A view of the prayer room in Tutunsus mosque displaying the Islamic State (IS) flag, one of the places where a large anti-terrorist operation was held for breaking down a radical Islam cell in Skopje, Macedonia, 6 August 2015. Photo EPA/BGNES
A court in Skopje has sentenced six radical Islamist recruiters and fighters to jail terms of between 5-1/2 to 7 years, Macedonian news agency MIA reported on Friday.
The six entered a plea bargain with the prosecutors.
Rexhep Memishi, an imam in Tutunsus mosque in Skopje, was sentenced to seven years in prison for taking part in a paramilitary organization and recruiting fighters who had joined the civil war in Syria.

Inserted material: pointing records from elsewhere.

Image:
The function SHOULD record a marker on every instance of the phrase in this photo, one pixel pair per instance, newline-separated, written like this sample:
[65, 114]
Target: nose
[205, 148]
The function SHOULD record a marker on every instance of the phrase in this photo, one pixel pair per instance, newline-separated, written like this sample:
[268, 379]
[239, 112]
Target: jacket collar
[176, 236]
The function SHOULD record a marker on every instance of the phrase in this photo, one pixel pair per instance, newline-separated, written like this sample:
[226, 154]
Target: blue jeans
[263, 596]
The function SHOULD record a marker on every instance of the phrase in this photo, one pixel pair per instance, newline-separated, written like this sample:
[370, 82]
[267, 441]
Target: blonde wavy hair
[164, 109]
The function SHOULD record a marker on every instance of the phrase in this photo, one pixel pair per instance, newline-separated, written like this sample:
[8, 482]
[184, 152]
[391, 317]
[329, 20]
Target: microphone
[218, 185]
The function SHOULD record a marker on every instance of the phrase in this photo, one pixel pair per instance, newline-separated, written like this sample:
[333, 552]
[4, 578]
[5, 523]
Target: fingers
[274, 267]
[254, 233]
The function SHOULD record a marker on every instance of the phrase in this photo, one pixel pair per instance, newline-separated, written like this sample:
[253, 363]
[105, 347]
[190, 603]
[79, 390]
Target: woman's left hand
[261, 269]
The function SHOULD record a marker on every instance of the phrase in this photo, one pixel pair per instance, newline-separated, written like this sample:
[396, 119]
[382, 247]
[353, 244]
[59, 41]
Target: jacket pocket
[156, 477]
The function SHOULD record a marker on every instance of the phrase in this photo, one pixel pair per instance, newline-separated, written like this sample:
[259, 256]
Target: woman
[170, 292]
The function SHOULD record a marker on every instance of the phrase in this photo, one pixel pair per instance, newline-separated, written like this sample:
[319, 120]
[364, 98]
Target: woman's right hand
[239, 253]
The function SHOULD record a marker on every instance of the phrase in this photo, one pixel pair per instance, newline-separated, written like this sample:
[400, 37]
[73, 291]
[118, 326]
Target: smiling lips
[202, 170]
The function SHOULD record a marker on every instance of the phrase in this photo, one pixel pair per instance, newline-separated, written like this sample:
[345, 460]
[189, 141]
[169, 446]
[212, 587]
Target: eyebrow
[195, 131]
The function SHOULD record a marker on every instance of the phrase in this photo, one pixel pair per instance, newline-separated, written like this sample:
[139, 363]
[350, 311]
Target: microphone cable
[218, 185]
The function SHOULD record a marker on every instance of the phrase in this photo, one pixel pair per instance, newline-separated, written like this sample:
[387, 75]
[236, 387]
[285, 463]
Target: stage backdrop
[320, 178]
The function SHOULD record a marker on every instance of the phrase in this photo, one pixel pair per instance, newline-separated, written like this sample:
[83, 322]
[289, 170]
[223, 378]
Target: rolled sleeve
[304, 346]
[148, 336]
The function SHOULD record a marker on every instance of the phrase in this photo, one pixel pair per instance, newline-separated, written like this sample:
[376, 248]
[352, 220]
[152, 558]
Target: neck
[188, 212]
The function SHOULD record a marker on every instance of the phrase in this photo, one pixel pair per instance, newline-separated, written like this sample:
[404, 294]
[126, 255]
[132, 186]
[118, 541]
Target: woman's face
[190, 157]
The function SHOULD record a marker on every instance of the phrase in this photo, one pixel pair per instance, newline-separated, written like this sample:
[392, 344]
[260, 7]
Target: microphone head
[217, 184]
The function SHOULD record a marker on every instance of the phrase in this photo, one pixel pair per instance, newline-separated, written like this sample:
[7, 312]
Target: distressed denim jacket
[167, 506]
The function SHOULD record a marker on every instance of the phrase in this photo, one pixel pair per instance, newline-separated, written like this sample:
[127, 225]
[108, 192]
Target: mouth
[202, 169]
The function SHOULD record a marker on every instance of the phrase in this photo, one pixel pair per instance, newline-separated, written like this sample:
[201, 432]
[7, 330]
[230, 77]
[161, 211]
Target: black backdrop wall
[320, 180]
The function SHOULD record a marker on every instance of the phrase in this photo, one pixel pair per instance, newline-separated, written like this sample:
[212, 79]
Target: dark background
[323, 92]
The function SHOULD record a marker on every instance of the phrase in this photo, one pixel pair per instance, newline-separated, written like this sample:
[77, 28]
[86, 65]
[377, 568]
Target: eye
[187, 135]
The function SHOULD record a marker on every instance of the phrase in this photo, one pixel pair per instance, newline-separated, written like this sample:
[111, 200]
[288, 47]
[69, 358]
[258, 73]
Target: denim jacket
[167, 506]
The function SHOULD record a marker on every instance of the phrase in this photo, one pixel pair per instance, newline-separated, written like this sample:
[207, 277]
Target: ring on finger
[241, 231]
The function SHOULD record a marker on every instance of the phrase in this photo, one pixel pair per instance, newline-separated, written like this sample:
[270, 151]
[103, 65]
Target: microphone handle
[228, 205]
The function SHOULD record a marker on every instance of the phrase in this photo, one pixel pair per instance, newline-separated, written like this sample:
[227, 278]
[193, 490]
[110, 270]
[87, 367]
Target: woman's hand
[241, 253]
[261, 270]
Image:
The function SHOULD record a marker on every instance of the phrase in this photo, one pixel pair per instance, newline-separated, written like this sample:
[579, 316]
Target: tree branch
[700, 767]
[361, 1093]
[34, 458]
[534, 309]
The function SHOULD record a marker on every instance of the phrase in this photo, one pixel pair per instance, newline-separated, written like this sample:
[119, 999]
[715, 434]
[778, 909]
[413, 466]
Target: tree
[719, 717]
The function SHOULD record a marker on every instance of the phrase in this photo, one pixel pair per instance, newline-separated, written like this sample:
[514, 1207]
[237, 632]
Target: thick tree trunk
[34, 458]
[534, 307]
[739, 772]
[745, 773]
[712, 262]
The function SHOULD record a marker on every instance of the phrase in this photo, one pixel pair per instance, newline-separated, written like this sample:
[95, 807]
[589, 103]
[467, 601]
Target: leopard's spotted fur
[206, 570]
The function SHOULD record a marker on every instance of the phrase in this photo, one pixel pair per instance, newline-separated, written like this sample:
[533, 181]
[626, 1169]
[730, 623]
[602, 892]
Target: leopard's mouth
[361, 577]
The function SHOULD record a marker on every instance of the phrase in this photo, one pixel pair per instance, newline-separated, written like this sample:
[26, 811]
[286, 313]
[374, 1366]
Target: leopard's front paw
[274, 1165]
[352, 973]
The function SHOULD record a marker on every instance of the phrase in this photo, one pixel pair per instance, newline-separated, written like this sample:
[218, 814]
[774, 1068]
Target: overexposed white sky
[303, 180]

Two of the other five people sentenced on Friday had travelled to Syria and were able to join Islamist groups, according to MIA. Both had posted pictures of their actions on social media accounts. Another man tried to reach Syria but was arrested in Turkey and sent back to Macedonia, while the remaining two provided funding and logistics support to the group.
MIA didn’t specify which Islamist groups the convicts had been connected with.
The six people are part of a group of 11 people arrested in police raids across Macedonia in August 2015 and charged with travelling to the Middle East to join radical Islamist groups or recruiting fighters.
The trial will continue for the remaning five defendants who have pleaded not guilty.
A law adopted last year in Macedonia makes it a crime to take part in a foreign paramilitary organization, to join armed conflicts abroad, or to recruit people for such organizations, MIA recalled. An estimated 100 to 150 Macedonian citizens have travelled to Syria, and more 70 of them have since returned to the country, according to the Macedonian news agency.